By 1969 she had apparently regained her faith in working within the system, saying in a speech: "We learned that we could work within the establishment, the system, without necessarily knuckling under to it."

She continued as a Circuit Court judge until she retired in 1978. She died in Chicago on October 8, 1979.

==Family==
Sampson first married Rufus Sampson, a field agent for the Tuskegee Institute. They divorced, but she retained the name Edith Sampson as she was already professionally known by it.
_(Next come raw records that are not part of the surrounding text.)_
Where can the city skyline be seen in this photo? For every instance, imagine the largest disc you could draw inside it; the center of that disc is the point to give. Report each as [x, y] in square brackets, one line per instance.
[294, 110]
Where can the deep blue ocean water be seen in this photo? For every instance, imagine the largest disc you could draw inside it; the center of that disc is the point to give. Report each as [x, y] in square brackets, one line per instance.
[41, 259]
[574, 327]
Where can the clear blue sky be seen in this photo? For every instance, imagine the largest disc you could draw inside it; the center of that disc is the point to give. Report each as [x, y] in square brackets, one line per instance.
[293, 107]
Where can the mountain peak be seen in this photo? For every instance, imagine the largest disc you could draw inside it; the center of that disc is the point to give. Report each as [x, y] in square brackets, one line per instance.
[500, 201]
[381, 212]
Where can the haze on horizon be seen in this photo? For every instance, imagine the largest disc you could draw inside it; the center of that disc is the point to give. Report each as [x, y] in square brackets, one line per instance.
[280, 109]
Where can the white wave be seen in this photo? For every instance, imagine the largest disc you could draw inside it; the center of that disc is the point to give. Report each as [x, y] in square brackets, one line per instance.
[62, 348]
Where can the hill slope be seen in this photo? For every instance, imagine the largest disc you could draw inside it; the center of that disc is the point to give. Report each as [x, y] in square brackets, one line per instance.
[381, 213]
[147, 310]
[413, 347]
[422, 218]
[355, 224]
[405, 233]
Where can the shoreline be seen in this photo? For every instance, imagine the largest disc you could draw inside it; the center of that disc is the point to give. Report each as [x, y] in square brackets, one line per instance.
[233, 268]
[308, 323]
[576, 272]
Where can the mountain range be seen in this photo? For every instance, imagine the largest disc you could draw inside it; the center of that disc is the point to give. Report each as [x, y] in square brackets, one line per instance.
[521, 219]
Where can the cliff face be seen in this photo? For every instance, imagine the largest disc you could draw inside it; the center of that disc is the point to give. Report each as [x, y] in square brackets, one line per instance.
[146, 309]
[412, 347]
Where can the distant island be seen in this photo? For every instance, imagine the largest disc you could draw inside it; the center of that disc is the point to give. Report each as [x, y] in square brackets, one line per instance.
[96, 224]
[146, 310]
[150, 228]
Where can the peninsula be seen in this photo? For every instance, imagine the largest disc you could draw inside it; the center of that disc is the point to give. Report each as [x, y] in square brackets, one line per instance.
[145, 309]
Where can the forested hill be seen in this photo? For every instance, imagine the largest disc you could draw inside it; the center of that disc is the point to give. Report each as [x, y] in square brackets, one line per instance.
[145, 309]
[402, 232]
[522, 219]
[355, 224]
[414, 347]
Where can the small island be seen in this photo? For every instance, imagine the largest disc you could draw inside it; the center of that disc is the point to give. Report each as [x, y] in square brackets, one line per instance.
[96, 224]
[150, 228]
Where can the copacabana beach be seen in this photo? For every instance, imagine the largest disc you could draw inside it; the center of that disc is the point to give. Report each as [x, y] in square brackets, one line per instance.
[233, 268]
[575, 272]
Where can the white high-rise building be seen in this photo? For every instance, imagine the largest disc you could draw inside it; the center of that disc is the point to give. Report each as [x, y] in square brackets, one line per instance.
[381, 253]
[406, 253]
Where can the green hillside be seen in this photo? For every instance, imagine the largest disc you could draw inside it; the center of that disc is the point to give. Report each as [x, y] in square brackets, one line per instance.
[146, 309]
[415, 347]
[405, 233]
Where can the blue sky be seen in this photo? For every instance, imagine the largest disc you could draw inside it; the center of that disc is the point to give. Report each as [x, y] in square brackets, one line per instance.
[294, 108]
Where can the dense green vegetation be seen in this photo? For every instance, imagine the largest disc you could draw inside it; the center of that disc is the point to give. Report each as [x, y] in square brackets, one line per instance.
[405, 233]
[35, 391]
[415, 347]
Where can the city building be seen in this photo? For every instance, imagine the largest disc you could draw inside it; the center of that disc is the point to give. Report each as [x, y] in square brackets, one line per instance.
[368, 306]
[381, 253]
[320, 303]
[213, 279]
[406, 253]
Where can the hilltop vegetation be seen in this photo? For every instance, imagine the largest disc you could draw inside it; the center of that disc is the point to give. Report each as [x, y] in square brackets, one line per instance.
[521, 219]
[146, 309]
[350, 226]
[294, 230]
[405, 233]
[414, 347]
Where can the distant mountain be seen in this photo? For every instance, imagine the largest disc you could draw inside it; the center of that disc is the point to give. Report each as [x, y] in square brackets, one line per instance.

In 1935, she married lawyer Joseph E. Clayton, with whom she shared her legal practice until his death in 1957. Two of her nephews, Charles T. Spurlock and Oliver Spurlock, were also judges. Her niece, Jeanne Spurlock, became the first African American woman to be dean of an American medical school (Meharry Medical College). Sampson's great-niece, Lynne Moody, is an actress who appeared in the television miniseries Roots. Sampson became an honorary member of Zeta Phi Beta sorority in 1952.